The legislature Recently passed a resolution under the Administrative Procedure Act (行政程序法) requiring the Ministry of Economic Affairs (MOEA) to hold a legislative hearing on the Kuokuang Petrochemical case within two months. It subsequently passed a motion stipulating that at least one preparatory hearing be held before the legislative hearing.
Public reaction was originally quite positive because transparency and public engagement are needed for issues this controversial and it would be the first time in Taiwan a hearing of this kind had been required, aimed at clearing up any contentious issues through a thorough discussion.
However, the ministry held the legislative hearing in Dacheng, Changhua County, yesterday, amid angry — and sporadically violent — scenes outside as many people were denied access because of the high turnout. And, according to our understanding, those who could enter were limited to three minutes in which to voice their opinions. There was no preparatory hearing.
Yesterday’s events attest to the uniqueness of the Kuokuang case and the special handling it requires. Not only is the case hugely complicated, it has also been highly controversial, not only among members of the public, but also among thousands of academics and members of Academia Sinica.
While it is true that Article 58 of the Administrative Procedure Act allows administrative bodies to use their own discretion in holding these preparatory hearings, the MOEA’s perfunctory approach to this process has been a waste of legislative resources and an insult to the intent of the act.
The format of the legislative hearing the ministry insisted upon was little different from other public hearings we have seen related to this case, held under the requirements of the Environmental Impact Assessment Act (環境影響評估法). Each side gets to say, or rather shout, their piece, and the exchange just descends into an ideological slinging match that goes nowhere. This shows the importance of a preparatory hearing, in which each side is allowed to present their main points, focus on the contentious issues and exchange information.
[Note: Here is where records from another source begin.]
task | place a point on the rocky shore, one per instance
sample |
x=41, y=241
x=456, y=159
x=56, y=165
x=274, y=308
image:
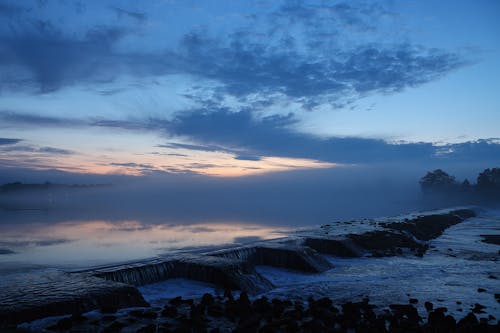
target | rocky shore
x=240, y=314
x=106, y=299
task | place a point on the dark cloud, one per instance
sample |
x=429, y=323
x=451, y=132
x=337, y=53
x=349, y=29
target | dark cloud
x=132, y=165
x=33, y=149
x=9, y=10
x=247, y=158
x=246, y=239
x=8, y=141
x=52, y=150
x=272, y=136
x=121, y=13
x=59, y=60
x=6, y=251
x=33, y=119
x=245, y=64
x=247, y=68
x=36, y=242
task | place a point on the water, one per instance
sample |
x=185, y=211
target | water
x=79, y=244
x=449, y=274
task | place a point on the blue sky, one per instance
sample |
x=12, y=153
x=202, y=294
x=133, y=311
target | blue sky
x=235, y=88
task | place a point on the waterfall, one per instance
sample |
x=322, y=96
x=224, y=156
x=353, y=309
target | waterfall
x=276, y=254
x=224, y=272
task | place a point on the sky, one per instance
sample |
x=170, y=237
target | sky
x=244, y=88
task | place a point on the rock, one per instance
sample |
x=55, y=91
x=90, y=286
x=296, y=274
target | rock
x=478, y=308
x=114, y=327
x=169, y=311
x=207, y=299
x=428, y=306
x=468, y=321
x=262, y=305
x=151, y=328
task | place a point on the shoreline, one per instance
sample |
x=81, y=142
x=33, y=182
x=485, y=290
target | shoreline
x=369, y=241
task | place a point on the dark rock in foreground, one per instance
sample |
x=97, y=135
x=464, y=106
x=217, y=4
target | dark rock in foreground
x=395, y=238
x=218, y=314
x=491, y=239
x=38, y=296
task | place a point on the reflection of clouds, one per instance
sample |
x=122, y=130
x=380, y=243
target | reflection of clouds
x=106, y=241
x=201, y=229
x=247, y=239
x=6, y=251
x=35, y=242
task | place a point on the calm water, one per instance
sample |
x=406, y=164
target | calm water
x=73, y=244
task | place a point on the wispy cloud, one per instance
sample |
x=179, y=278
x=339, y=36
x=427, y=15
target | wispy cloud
x=123, y=13
x=9, y=141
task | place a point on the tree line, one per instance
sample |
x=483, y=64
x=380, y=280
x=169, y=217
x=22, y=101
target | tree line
x=439, y=182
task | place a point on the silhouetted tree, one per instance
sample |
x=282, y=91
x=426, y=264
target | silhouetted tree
x=488, y=181
x=437, y=181
x=466, y=186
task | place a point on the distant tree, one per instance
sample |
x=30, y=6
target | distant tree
x=466, y=186
x=488, y=181
x=437, y=181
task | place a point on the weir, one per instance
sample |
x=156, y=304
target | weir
x=32, y=296
x=224, y=272
x=278, y=254
x=337, y=246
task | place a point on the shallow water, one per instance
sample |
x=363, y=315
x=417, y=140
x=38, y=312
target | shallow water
x=78, y=244
x=457, y=264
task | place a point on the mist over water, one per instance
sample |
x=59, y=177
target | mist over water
x=140, y=217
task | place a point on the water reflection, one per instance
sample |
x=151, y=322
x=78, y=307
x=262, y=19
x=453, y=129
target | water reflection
x=75, y=244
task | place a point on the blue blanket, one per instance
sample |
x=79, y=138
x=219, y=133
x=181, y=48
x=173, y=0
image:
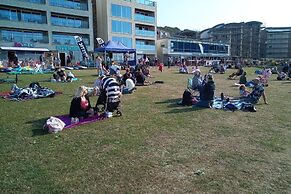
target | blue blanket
x=233, y=105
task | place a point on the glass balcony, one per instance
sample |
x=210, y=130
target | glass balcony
x=35, y=1
x=69, y=4
x=144, y=18
x=146, y=33
x=147, y=3
x=146, y=47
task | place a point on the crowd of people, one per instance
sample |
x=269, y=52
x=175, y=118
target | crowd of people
x=109, y=86
x=205, y=86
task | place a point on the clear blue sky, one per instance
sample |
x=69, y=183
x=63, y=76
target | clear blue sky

Then, the objective of the legislative hearing is to enable the government to obtain the pertinent facts before it makes any decisions.
The ministry’s International Trade Commission (ITC) frequently holds administrative hearings, so the ministry clearly has a lot of expertise and experience in such things. However, the MOEA appears to have decided not to allow pertinent information to be considered on the Kuokuang case and to not allow other parties to participate in the process. These are little more than ploys to reduce potential controversy and risks.
If the government were really interested in hearing what the public had to say and in clearing up any issues and impacts this project would have on the lives and health of those who came to the hearing to voice their concerns, it would expect the MOEA to do its job and hold a meaningful legislative hearing conducted in a proper manner. The ministry should have had a preparatory hearing, and could have involved other government bodies. This would have ensured that the original intent of the Administrative Procedure Act was fulfilled, and would also have avoided further conflict.
Instead, the MOEA has tried to manipulate the system and, in doing so, demonstrated its contempt for a resolution made in the nation’s legislature. It has trampled roughshod over the Administrative Procedure Act and seriously damaged public trust in the nation’s administrative institutions.
Severia Lu is an attorney at the Wild at Heart Legal Defense Association. Janis Wang is a representative at the association.